08-18-2015, 01:22 PM
(08-18-2015, 09:28 AM)Viewfromthe42 Wrote: When 95% of the population was needed for the labour of creating food to sustain itself, it had most people employed, as they were needed, and we had no choice but to obtain what they generated (our food). Then farming became less labour intensive, and much of that population shifted into assembly lines, with us absorbing the products we made, the remaining farmers getting enough to still get by and take part in commerce. Now, with automation, and on a national level with outsourcing, we haven't found a way to employ the freed up labour that used to be needed for the tasks we have automated or outsourced. Those employed in automated labour, or the outsourced workers, haven't had the money, or the desire to spend it, in such a way that a new job is available for the freed up labour to fill. Nor have the things which we have automated the production of become so cheap as to free up enough disposable income of the buyers of those products to let them buy (and create demand and jobs for) new industries and things.

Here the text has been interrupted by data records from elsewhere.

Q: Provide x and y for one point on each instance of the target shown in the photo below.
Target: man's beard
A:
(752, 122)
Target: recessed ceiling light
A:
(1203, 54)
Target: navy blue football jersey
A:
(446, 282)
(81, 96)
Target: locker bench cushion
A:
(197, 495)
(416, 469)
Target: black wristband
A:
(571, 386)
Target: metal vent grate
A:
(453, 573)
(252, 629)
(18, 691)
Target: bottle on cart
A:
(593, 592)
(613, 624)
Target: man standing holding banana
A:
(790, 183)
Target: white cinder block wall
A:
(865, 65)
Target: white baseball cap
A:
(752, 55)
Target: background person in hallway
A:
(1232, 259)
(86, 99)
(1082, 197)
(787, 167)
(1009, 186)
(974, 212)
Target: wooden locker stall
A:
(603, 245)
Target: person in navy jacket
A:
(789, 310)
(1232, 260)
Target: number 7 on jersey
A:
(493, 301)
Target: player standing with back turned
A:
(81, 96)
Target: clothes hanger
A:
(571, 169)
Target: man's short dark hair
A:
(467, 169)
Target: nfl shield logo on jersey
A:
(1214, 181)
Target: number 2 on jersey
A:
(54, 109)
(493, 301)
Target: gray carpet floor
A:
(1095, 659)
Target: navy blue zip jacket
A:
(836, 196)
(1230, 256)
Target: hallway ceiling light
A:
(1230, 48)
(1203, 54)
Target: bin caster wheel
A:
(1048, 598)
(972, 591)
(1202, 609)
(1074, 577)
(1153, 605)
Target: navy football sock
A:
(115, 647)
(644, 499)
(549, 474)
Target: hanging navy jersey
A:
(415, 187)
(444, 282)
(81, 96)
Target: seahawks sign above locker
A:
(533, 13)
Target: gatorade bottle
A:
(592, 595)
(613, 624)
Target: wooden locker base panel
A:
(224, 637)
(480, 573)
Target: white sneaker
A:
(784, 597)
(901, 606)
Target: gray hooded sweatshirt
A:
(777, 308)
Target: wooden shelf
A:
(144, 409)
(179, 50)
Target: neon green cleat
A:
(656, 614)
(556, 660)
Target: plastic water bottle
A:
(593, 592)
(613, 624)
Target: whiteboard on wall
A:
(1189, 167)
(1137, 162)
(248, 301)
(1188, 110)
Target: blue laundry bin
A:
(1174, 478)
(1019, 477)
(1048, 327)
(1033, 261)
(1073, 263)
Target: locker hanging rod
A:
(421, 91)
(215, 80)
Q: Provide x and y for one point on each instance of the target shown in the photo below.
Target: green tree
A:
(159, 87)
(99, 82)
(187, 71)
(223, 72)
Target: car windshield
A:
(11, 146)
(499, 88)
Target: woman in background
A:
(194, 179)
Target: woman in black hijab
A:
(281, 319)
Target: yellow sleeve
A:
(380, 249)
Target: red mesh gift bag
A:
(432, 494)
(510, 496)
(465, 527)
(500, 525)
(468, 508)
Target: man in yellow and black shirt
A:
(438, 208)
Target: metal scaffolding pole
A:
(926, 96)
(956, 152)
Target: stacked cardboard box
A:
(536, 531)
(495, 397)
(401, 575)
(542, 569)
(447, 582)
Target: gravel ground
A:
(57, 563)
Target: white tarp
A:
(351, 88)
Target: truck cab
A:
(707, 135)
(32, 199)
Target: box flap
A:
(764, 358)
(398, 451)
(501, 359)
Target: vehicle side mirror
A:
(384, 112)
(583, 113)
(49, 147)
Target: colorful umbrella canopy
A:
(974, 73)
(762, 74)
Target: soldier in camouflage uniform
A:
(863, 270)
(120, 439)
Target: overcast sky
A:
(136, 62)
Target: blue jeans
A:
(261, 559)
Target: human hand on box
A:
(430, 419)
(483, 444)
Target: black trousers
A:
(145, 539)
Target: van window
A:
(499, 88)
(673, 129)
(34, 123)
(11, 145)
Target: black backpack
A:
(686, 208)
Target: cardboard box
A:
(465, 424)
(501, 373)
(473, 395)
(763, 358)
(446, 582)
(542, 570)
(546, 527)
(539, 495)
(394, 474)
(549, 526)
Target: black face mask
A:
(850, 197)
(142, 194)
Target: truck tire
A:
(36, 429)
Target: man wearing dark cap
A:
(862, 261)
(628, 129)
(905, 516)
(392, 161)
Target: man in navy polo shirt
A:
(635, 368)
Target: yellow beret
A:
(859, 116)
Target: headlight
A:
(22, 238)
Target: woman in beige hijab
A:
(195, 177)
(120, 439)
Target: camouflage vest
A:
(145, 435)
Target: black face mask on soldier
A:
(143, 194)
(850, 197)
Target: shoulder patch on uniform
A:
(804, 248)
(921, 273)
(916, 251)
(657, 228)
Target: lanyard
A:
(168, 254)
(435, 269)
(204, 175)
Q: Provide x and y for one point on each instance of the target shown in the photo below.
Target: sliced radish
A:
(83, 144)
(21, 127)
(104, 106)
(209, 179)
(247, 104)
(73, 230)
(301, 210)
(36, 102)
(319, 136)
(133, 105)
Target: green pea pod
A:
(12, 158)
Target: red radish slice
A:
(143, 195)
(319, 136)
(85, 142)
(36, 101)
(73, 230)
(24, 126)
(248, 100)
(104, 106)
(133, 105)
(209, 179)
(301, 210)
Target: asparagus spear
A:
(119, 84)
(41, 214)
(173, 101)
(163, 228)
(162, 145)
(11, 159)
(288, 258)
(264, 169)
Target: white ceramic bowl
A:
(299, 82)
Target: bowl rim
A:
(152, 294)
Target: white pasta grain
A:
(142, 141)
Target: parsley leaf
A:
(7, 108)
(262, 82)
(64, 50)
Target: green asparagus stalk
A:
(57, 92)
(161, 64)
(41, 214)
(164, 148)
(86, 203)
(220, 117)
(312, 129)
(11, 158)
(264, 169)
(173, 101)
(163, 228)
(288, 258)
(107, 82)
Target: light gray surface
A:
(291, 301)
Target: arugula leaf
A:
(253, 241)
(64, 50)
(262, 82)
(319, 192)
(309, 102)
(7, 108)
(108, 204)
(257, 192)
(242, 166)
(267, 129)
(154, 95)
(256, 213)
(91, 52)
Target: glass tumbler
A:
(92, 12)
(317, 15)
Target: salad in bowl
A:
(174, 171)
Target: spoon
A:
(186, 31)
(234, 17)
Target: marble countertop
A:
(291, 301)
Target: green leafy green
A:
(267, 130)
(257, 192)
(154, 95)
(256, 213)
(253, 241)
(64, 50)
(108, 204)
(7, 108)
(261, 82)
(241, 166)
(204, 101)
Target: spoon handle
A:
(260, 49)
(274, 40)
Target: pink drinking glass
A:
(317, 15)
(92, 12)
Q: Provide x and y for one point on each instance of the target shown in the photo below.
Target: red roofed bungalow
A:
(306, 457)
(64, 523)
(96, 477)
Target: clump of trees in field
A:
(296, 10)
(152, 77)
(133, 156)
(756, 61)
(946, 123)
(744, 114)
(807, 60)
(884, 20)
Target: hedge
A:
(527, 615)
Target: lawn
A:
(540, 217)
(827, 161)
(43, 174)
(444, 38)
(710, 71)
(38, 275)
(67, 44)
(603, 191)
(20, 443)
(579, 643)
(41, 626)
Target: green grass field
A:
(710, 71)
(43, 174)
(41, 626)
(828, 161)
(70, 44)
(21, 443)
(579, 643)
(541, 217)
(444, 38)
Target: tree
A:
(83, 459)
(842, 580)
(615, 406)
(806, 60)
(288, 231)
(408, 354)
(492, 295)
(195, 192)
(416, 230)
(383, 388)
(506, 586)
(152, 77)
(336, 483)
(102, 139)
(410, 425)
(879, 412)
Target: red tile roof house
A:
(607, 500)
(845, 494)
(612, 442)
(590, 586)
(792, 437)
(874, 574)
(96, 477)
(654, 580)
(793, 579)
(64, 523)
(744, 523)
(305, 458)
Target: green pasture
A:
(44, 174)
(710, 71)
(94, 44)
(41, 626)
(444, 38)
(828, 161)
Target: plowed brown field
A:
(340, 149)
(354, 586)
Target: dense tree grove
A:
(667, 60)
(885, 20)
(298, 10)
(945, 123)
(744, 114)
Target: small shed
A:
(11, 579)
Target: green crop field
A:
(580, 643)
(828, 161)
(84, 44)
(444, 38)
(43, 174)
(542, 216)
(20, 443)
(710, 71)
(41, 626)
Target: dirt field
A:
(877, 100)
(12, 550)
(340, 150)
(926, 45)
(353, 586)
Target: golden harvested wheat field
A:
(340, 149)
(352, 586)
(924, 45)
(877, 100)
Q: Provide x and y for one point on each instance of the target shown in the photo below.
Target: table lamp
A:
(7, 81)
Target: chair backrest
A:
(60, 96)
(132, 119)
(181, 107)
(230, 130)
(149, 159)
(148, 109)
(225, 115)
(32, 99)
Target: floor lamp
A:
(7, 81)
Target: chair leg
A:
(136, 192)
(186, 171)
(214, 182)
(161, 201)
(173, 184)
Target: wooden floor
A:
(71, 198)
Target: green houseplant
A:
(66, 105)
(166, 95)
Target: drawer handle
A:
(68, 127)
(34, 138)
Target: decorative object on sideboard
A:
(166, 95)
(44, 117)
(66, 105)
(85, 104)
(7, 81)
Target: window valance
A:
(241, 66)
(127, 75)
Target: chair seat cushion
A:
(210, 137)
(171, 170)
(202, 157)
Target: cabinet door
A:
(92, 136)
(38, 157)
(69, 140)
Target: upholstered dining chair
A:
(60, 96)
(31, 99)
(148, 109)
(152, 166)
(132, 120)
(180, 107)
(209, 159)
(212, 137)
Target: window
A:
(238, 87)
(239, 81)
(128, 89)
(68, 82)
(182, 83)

If you examine the original industrial revolution and migration to the cities in the 1800s; the rise of the assembly lines in the early 1900s; and computerization and the onset of automation in the late 1900s, you will find each time there have been convulsions, and some people have suffered while others have prospered. And yet, here we are in 2015, with an unemployment rate of well below 10%, and a far higher labour force participation rate than 100 years ago.
Things are changing, manufacturing jobs are disappearing etc. And yet there is no evidence that we are on the precipice of mass unemployment. Each time in the past, the society has adjusted (with some pains, to be sure) and found new ways of employing people. Without evidence, I'm not convinced that this time will be any different.